OCD was once categorized as an anxiety disorder; however in the most recent revision of the Diagnostic and Statistical Manual of Mental Disorders (DSM) is was given its own category along with other related disorders such as Body Dysmorphic Disorder and the not-so-well-known diagnosis of Trichotillomania (hair-pulling disorder), as well as two new disorders: Hoarding Disorder and Excoriation (skin-picking) disorder.
OCD specifically is made up of two parts: compulsions and obsessions. A compulsion begins when there is a loss of control and a teen ends up spending large amounts of time engaging in a behavior to the point where he or she is neglecting social, academic, or familial responsibilities. For instance, if an adolescent were washing her hands again and again in the morning with an inability to stop, it might cause her to be late for school or miss the bus or miss out on material presented in her first class. An obsession is a fixation like keeping everything in order or trying to stay free of germs.
Between the two – compulsions and obsessions – the disorder can get in the way of functioning in life. For instance, when a teen feels the need to perform rituals in the evening that might prevent completing homework, attendance to school, and concentration in class. This, in turn, can lead to stress and lack of sleep, and if this continues long term, it can result in physical illness.
Sadly, many teens will attempt to hide their illness. According to the International OCD Foundation, this is common among teens who have been diagnosed with OCD. Adolescents might feel the need to hide their OCD patterns, which might keep them from spending time with their peers and even lead to problematic social relationships. Hiding a diagnosis might also contribute to a teen’s low self-esteem and their process of finding a sense of self, which is the main psychological task of adolescence.

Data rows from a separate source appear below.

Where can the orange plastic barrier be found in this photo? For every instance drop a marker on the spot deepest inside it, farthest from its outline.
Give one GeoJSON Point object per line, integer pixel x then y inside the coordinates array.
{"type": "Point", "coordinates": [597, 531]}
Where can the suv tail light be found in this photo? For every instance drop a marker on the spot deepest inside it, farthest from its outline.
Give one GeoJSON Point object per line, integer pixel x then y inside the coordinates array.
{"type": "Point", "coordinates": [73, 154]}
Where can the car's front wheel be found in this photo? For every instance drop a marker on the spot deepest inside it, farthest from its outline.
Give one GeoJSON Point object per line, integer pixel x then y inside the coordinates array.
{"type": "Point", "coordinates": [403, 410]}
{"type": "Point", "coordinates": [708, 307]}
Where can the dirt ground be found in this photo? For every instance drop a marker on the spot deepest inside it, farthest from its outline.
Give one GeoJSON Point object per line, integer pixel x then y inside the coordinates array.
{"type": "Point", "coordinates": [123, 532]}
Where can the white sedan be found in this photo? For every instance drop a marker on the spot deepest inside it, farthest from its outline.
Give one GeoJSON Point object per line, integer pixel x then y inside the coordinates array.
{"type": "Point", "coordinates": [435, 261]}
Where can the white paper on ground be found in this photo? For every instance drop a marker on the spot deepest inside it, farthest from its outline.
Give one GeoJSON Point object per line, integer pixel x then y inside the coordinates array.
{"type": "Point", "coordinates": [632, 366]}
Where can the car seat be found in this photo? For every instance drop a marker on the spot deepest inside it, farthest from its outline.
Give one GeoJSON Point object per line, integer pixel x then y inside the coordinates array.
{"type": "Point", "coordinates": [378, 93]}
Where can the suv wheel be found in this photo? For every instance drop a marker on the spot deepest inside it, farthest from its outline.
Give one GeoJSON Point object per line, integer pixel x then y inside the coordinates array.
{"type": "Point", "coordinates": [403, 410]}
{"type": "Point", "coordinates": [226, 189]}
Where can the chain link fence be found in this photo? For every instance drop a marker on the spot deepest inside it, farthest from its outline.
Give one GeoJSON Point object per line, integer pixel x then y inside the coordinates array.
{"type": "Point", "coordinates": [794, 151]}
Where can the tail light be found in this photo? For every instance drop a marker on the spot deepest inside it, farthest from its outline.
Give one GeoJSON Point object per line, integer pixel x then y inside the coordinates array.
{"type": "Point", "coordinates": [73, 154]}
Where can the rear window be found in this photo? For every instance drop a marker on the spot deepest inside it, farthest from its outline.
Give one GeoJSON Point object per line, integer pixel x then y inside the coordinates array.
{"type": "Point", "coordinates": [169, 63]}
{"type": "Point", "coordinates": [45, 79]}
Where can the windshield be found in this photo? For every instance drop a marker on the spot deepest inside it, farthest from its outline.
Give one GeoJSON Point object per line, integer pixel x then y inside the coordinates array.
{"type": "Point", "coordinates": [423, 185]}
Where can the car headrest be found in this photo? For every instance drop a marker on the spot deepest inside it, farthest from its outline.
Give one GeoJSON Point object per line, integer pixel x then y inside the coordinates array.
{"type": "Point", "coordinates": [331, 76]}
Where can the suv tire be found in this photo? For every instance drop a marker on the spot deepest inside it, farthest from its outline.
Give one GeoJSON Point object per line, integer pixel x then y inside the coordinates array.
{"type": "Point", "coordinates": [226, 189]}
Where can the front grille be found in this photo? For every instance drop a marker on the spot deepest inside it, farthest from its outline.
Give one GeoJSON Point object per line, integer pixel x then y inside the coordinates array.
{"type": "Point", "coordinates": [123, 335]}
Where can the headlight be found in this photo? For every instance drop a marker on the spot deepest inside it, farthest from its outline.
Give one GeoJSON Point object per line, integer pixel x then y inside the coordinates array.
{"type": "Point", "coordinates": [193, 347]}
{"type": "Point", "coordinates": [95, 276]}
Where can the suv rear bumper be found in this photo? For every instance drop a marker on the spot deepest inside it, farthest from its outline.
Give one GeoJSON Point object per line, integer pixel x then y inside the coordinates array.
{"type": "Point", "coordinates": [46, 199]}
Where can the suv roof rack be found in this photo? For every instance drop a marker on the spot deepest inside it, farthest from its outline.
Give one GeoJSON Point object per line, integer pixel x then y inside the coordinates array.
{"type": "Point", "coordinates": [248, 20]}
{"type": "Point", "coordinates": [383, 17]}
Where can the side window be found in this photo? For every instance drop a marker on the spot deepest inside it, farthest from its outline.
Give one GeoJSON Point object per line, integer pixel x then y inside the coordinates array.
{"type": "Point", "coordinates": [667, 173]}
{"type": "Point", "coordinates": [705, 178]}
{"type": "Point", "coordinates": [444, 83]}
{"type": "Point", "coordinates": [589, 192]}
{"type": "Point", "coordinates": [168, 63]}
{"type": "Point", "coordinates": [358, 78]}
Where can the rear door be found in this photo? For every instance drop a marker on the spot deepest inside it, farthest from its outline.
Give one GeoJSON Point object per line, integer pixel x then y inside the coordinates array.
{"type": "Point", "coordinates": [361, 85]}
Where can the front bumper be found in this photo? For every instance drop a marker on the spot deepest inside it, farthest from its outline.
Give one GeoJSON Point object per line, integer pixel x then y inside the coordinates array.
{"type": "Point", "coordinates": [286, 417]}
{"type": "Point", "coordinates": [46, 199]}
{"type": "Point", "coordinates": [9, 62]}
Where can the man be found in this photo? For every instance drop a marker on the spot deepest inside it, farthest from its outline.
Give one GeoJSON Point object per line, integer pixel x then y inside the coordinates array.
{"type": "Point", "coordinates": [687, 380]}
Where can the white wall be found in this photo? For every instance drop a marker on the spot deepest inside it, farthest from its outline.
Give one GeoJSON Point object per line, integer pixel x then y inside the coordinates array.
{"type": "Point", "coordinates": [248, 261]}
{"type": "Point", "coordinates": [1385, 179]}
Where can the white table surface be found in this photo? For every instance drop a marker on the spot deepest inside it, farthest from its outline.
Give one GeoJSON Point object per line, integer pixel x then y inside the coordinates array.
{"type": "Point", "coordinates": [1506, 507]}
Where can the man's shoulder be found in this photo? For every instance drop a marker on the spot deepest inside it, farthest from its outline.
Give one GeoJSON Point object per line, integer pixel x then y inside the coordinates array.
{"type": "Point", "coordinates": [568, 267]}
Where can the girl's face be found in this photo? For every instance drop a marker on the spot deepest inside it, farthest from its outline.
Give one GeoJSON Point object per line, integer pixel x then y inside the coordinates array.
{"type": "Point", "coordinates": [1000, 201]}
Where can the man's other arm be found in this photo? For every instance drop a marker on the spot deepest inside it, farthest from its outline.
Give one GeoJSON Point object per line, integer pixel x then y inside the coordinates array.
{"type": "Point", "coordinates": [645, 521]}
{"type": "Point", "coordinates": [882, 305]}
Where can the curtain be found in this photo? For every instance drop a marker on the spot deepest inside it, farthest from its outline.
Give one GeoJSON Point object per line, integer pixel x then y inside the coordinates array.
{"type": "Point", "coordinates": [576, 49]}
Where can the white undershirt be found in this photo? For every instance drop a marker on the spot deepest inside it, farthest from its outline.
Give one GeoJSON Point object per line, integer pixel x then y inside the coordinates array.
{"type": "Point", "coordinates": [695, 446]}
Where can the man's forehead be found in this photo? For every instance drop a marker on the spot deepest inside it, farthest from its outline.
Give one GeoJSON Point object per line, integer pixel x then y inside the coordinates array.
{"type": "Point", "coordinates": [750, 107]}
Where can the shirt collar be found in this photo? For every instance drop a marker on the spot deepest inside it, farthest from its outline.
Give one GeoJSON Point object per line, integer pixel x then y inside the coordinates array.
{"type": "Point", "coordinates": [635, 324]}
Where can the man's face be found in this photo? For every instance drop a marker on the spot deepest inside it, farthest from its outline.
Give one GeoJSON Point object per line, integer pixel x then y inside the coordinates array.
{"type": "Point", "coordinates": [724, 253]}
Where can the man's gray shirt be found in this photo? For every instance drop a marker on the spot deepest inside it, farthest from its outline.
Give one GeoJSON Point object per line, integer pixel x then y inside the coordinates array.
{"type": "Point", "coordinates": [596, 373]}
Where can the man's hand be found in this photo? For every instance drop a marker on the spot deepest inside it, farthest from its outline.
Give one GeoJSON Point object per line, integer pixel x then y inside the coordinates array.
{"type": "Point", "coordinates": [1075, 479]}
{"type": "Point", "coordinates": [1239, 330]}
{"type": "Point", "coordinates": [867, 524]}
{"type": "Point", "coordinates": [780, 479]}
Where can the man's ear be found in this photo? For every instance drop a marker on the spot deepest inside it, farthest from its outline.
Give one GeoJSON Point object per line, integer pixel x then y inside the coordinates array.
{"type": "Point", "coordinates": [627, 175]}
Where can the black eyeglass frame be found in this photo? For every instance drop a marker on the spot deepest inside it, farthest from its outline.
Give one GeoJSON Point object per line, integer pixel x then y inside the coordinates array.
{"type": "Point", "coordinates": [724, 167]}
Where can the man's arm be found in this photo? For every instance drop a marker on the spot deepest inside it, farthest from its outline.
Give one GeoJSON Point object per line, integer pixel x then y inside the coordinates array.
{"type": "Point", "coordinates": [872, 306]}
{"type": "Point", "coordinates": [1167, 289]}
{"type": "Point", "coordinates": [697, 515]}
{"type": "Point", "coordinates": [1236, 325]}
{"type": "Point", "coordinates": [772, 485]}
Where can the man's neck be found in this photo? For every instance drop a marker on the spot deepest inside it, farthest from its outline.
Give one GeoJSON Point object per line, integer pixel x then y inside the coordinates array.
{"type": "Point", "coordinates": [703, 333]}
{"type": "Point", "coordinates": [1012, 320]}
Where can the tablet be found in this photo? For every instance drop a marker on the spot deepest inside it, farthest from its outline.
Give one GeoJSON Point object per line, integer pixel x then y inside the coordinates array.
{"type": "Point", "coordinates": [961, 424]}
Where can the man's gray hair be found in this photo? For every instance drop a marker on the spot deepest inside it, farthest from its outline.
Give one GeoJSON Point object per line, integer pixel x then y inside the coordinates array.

However, there are typical treatment methods used for OCD and that is medication (commonly antidepressants) and therapy. A form of therapy that has proven to be highly effective is Exposure with Response Prevention (ERP). This type of therapy would invite a teen to gradually face his or her fears in a controlled and safe environment and then attempt to not engage in any compulsive behaviors. Doing so would give him or her the chance to monitor internal responses to what triggers a fear while using healthy coping mechanisms. The point is that over time the distressful physiological responses to that trigger slowly go away. Eventually, a teen learns that the particular situation, person, or thing is not harmful and instead he or she develops a sense of control over that fear. Most importantly, he or she learns that the compulsive behavior isn’t necessary to control life or the fear.
For instance, Dr. Elizabeth McIngvale-Cegelski, with the International OCD Foundation, spent many years suffering from OCD in her adolescence. “As a teenager,” she wrote, “I struggled with various forms of OCD including contamination, scrupulosity, hyper-responsibility, harming fears, number and color issues, symmetry/ordering, and arranging. The majority of my fears were centered around the idea that something bad would happen to someone that I loved, so I performed various rituals to try to prevent that.”
The way that Dr. Elizabeth McIngvale-Cegelski worked with her teen Obsessive Compulsive Disorder was primarily through ERP. Today, she not only works for the International OCD Foundation, she also maintains OCD Challenge, a site that provides self-help information for teens and adults with OCD.